Emmanuel Macron a également exprimé ses remerciements aux forces de l'ordre qui, a-t-il dit, "avec un courage exemplaire sont intervenues avec une rapidité exceptionnelle pour mettre fin à la course mortelle de ce terroriste".

LE PARQUET NATIONAL ANTITERRORISTE SAISI

Le suspect pris en chasse a été stoppé par des policiers d'une équipe de la BAC, la brigade anti-criminalité, sur le territoire de la commune limitrophe d'Eragny, dans le Val d'Oise. Refusant d'obtempérer, il a péri sous les balles tirées par les policiers.

D'après plusieurs médias, l'agresseur de Conflans était un jeune homme de dix-huit ans né à Moscou. Il était semble-t-il inconnu des services de la sécurité intérieure.

L'attaque qui s'est produite vers 17h00, alors que débutaient les vacances scolaires de la Toussaint, a soulevé une vague d'émotions et de colère.

Le parquet national antiterroriste (PNAT) a annoncé qu'il s'était saisi des chefs "d'assassinat en relation avec une entreprise terroriste et association de malfaiteurs terroriste criminelle".

Elle survient alors que se poursuit le procès des attentats contre Charlie Hebdo et le magasin Hyper Cacher en janvier 2015 devant la cour d'assises spéciale de Paris.

Dans un communiqué, l'hebdomadaire satirique a fait part dans la soirée "de son sentiment d'horreur et de révolte après qu'un enseignant dans l'exercice de son métier a été assassiné par un fanatique religieux".

"L'intolérance religieuse vient de franchir un nouveau seuil et ne semble reculer devant rien pour imposer sa terreur à notre pays", poursuit Charlie Hebdo.

Son assassinat a lieu trois semaines après une attaque au hachoir dans le XIe arrondissement de Paris, où se trouvait la rédaction du journal satirique lors de la tuerie de janvier 2015.

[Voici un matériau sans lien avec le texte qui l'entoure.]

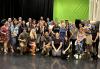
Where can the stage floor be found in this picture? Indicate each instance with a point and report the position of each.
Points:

L'agresseur de la rue Nicolas-Appert, un ressortissant pakistanais interpellé par les forces de l'ordre, entendait "se révolter" contre la republication par Charlie Hebdo des caricatures de Mahomet à l'occasion du procès, mais n'a prêté allégeance à aucun groupe, avait alors déclaré le procureur national antiterroriste Jean-François Ricard.

Le procureur Ricard devrait s'exprimer "dans les heures qui viennent" sur cette nouvelle attaque, a indiqué le chef de l'Etat.